Detective Thomas shifts on his feet and suddenly, I feel guilt, too. Guilt for sending him down this rabbit hole. Yes, Bert Rhodes is a bad man. Yes, I felt unsafe in his presence. But the evidence I’ve uncovered in the past week doesn’t point in his direction—and I feel like I should say so. But still, I’m curious.
“Oh, really. What did you find?”
“Well, for starters, he wants to take out a restraining order. Against you.”
“What?” The shock of his statement sends me shooting up from my desk, the screech of my chair against the hardwood floor like jagged nails on a chalkboard. “What do you mean, a restraining order?”
“Please take a seat, Doctor Davis. He told me he felt threatened during his little visit to your house.”
“He felt threatened?” I’m raising my voice now; I’m sure Melissa can hear, but at this point, I don’t care. “How in the world did he feel threatened? I felt threatened. I was unarmed.”
“Doctor Davis, take a seat.”
I stare at him for a moment, blinking back my disbelief, before slowly lowering myself into my chair again.
“He claims that you lured him into your home under false pretenses,” he continues, taking a step closer to my desk. “That he arrived under the impression that he was completing a job, but once he stepped inside, he realized you had other intentions. That you were interrogating him, pushing his buttons. Trying to get him to admit to something incriminating.”
“That’s ridiculous. I didn’t call him to my house, my fiancé did.”
I feel a lurch in my chest at that word—fiancé—but force myself to push it down.
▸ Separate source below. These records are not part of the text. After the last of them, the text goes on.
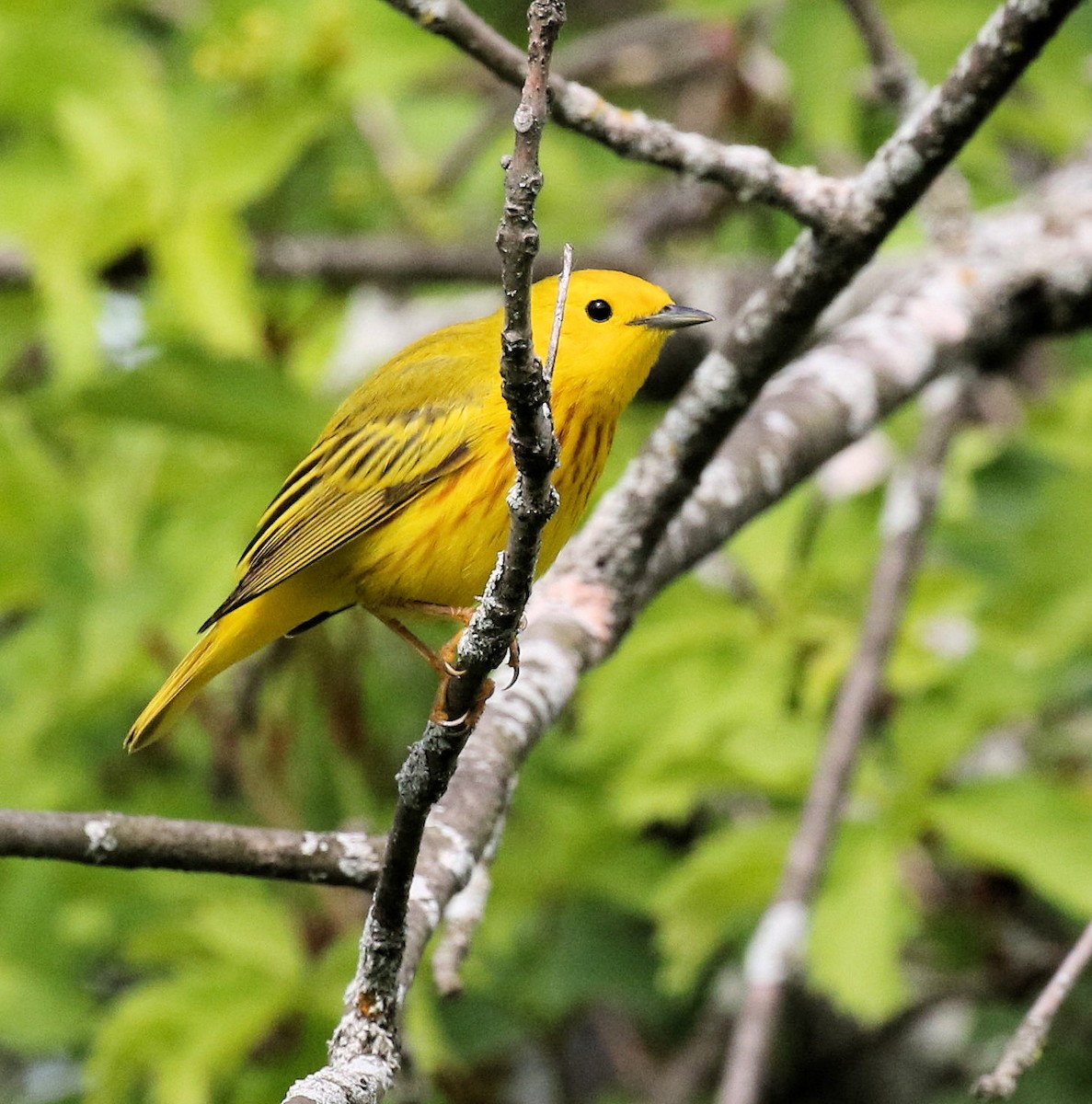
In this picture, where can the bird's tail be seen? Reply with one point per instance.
(230, 639)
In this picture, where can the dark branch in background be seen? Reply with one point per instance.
(750, 172)
(364, 1049)
(1032, 276)
(342, 260)
(630, 518)
(777, 945)
(1026, 1046)
(113, 839)
(893, 73)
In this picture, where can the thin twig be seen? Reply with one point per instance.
(778, 941)
(749, 172)
(1029, 280)
(632, 518)
(463, 917)
(893, 72)
(1027, 1043)
(114, 839)
(364, 1049)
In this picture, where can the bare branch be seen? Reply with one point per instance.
(462, 919)
(893, 72)
(1031, 274)
(364, 1048)
(632, 517)
(749, 172)
(1026, 1046)
(781, 936)
(1030, 268)
(114, 839)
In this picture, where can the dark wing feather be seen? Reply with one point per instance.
(353, 480)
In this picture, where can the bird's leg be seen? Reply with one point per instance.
(448, 652)
(433, 660)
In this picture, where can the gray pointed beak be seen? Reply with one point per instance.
(673, 317)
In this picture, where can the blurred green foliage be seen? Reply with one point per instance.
(144, 423)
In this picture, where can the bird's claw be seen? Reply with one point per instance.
(513, 661)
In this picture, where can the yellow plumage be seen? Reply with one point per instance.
(402, 500)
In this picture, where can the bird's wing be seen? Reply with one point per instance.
(360, 474)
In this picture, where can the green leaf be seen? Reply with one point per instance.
(861, 919)
(1039, 832)
(717, 893)
(236, 400)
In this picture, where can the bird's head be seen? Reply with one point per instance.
(613, 330)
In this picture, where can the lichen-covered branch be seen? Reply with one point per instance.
(114, 839)
(1026, 1046)
(1028, 275)
(777, 945)
(749, 172)
(632, 518)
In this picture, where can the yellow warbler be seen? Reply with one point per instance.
(401, 505)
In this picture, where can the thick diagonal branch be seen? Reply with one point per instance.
(779, 938)
(749, 172)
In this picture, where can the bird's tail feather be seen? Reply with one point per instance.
(230, 639)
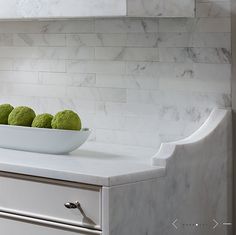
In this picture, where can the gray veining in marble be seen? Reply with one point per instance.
(195, 190)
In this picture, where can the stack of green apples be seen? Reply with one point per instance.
(25, 116)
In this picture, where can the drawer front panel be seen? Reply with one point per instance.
(14, 225)
(47, 200)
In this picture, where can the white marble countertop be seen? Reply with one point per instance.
(93, 163)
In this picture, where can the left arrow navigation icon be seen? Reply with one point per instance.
(175, 224)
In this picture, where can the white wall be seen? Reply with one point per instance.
(134, 81)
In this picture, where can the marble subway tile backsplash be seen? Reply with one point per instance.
(133, 81)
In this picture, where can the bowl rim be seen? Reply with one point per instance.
(28, 128)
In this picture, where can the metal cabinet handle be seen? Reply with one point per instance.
(72, 205)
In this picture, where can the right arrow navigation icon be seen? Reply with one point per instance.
(215, 223)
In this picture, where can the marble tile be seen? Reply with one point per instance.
(150, 207)
(126, 25)
(150, 72)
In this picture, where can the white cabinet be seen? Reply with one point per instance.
(11, 226)
(30, 9)
(36, 206)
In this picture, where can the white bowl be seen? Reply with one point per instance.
(42, 140)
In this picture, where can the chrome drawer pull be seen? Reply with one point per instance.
(72, 205)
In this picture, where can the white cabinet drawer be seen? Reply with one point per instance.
(46, 199)
(18, 225)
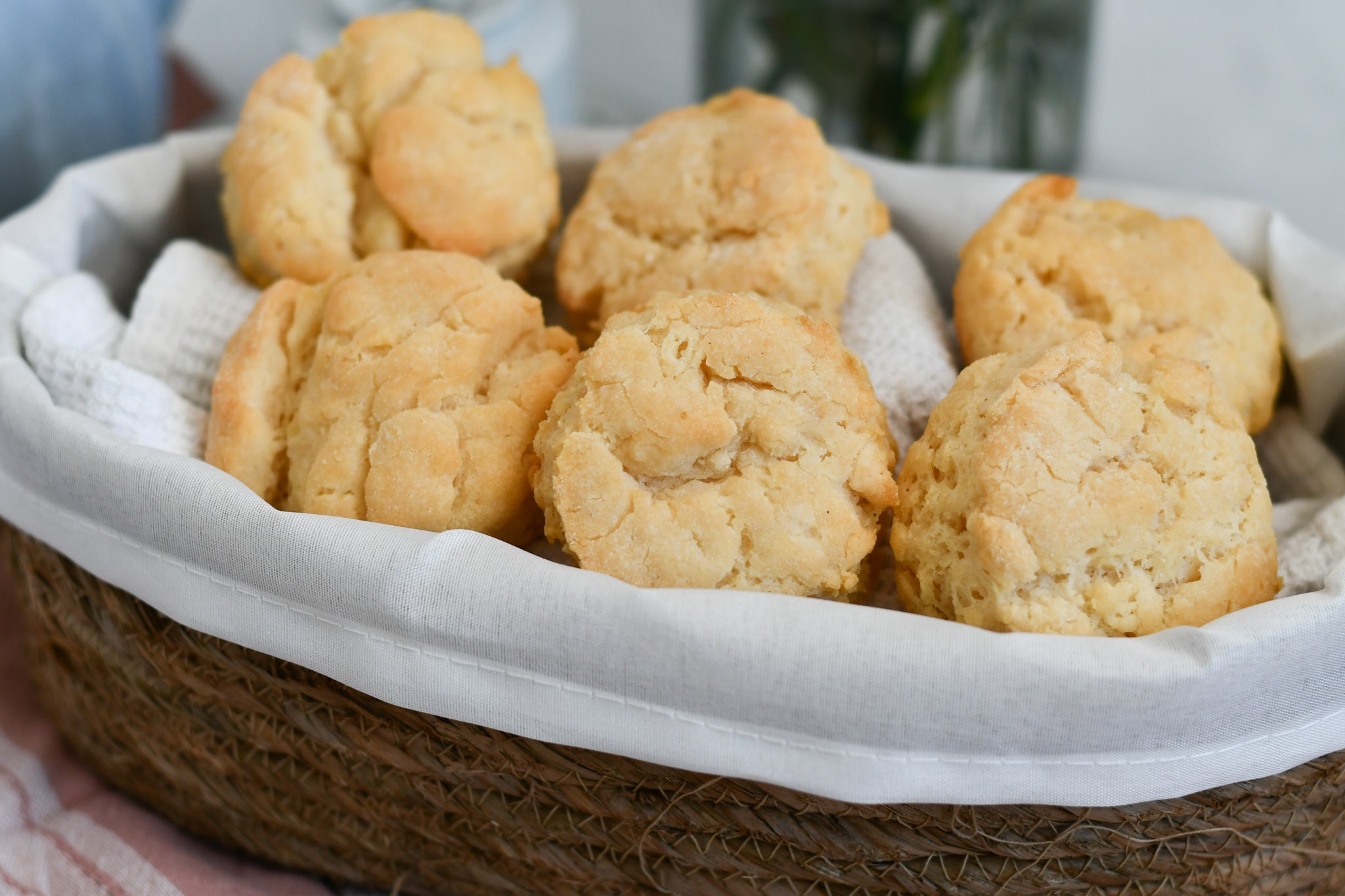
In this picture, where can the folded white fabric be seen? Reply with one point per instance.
(850, 703)
(70, 335)
(190, 304)
(892, 322)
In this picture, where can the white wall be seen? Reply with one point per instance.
(1238, 97)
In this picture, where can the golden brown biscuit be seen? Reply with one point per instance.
(717, 440)
(397, 137)
(1049, 265)
(405, 390)
(739, 194)
(1075, 492)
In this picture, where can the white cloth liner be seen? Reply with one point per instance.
(852, 703)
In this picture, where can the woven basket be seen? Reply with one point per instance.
(290, 766)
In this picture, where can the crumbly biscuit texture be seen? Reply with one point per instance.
(397, 137)
(405, 390)
(1074, 490)
(740, 194)
(717, 440)
(1049, 265)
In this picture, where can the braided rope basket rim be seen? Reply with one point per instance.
(288, 766)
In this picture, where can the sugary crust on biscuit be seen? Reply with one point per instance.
(407, 390)
(717, 440)
(287, 196)
(399, 137)
(1076, 492)
(1049, 265)
(739, 194)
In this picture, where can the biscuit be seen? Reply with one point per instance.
(1074, 490)
(405, 390)
(740, 194)
(717, 440)
(399, 137)
(1049, 265)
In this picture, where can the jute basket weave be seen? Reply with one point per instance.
(296, 769)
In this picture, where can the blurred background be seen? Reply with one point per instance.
(1238, 97)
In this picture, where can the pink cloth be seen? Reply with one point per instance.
(65, 833)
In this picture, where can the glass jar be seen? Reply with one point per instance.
(974, 82)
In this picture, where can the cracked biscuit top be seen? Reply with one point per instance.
(740, 194)
(717, 440)
(1049, 265)
(1071, 490)
(405, 390)
(397, 137)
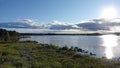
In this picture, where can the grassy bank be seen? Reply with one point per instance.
(33, 55)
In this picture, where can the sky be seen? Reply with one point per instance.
(71, 11)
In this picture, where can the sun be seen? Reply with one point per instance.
(109, 13)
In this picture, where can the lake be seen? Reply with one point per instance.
(104, 45)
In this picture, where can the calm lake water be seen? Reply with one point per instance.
(104, 45)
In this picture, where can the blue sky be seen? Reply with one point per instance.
(71, 11)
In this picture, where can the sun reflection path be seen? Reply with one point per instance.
(109, 41)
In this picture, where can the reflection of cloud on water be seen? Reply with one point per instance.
(109, 42)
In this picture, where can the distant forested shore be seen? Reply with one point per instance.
(31, 54)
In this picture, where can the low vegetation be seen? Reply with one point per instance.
(8, 36)
(30, 54)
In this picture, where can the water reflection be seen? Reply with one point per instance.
(109, 41)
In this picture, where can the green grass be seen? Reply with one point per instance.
(32, 55)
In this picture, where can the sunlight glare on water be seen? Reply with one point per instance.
(109, 41)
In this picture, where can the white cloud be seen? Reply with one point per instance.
(28, 21)
(56, 22)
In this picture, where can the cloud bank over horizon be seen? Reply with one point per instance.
(87, 25)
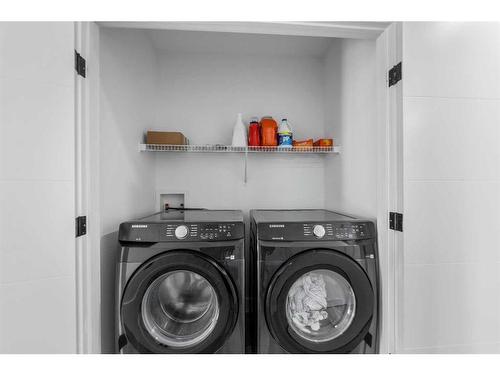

“And how did your fiancé get his number?”
“I imagine from the website.”
“And why were you looking at the website? It seems like a pretty big coincidence, considering your history.”
“Look,” I say, pushing my hands through my hair. I can already see where this is going. “I had his website pulled up, okay? I had just realized that Bert Rhodes lives in town and I was thinking about how coincidental it is, to your point. I was thinking about those girls and how desperately I wanted to figure out what was happening to them. My fiancé saw it pulled up on my laptop and called him without me knowing. It was just a stupid misunderstanding.”
Detective Thomas nods in my direction. He doesn’t believe me, I can tell.
“Is that all?” I ask, irritation dripping from my tongue.
“No, that’s not all,” he says. “We also discovered that this isn’t the first time this has happened with you. It sounds eerily familiar, actually. The stalking, the conspiracy theories. Even the restraining order. Does the name Ethan Walker ring a bell?”
CHAPTER THIRTY-THREE
I first saw him at a house party, dipping a plastic cup into a cooler of neon-red liquid. He had a certain quality about him that I couldn’t quite define—ethereal, almost, like everyone else in the room had dimmed, and he stood there glowing, drawing all the light to his center.
I took a drink out of my own cup and winced; frat party liquor was never of the highest quality, but that wasn’t really the point. I was drinking just enough to feel a little tingly, a little numb. The Valium coursing through my veins had already helped to quiet my nerves, to cloak my mind in a sense of chemically induced calm. I looked down into my cup, at the last remaining finger of liquid, and knocked it back.
“His name’s Ethan.”
I looked over to my left; my roommate, Sarah, was standing next to me, nodding in the direction of the boy I had been staring at. Ethan.
“He’s cute,” she said. “You should go talk to him.”
“Maybe.”
“You’ve been staring at him all night.”
I shot a look in her direction as heat rose to my cheeks.
“No, I haven’t.”
She smirked, twirled the liquid in her own cup before taking a sip herself.